Dagon Gunthersson, captain of the demonic forces of the Third Ring, conqueror of the Plains of Ghouls; slayer of Khalieg the Dragon, son of Gunther The Nightmare, and heir to the Glowing Deeps, was on his knees.
His jagged breaths could hardly be heard over the infernal clamor of the battle. His forces had been sent to ward off a company of catholic exorcists in Erehwon, no man’s land. The rift between worlds, where demons barely stayed and only powerful humans could enter.
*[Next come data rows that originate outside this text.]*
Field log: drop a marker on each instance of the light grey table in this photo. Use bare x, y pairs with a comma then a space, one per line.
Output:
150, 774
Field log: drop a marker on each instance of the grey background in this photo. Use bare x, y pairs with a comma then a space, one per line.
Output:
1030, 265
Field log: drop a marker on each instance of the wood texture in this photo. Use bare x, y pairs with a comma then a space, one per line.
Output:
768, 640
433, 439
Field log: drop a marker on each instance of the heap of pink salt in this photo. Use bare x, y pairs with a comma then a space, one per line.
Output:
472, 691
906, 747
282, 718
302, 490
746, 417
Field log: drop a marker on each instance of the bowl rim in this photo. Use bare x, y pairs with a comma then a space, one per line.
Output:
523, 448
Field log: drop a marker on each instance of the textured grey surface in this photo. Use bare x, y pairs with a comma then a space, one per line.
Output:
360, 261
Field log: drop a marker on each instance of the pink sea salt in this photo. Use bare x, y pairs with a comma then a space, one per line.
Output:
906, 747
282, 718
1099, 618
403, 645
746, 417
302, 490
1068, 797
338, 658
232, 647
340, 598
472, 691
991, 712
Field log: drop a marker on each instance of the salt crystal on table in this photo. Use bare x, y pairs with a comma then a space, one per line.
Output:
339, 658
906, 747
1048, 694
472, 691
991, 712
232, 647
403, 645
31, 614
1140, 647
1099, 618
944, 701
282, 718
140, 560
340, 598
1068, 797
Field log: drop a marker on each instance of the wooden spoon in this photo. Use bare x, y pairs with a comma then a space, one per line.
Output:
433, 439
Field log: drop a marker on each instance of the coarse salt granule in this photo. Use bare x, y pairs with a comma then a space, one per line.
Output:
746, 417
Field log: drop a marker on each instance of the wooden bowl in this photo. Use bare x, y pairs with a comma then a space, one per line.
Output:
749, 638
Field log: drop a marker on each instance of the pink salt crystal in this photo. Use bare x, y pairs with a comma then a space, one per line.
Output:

Human invaders were rare, but he had dealt with them in the past. Hardly a challenge for his formidable battalion.
This was exactly why Dagon could not understand the reason behind this massacre. Of the couple hundred elite demon warriors he took with him, none stood. His wounded, exhausted body threatened to collapse any minute. Right in front of him, a pair of pitch-black eyes stared straight at him, lifeless.
Carrion was dead. His second in command, his right hand. His friend. After a long, excruciating clash with an unknown, powerful enemy, he had fallen to his blade. His severed head now lay on the barren soil of Erehwon.
Dagon lifted his gaze, clouded by the blood pouring from a deep cut under his right horn. He sensed his enemies closing in on him.
And for the first time, he saw them. They had killed every exorcist, but the true enemy now stood before Dagon. He let out a pained chuckle, devoid of any kind of feeling but contempt. Dark ashes fluttered around in the breeze, while an eerie silence fell on the battlefield, over the mutilated bodies of his demons. No human could do this. For the first time in millennia, angels had found their way into the hidden frontier. And it took only twelve of their filthy kind to wipe his glorious battalion into oblivion.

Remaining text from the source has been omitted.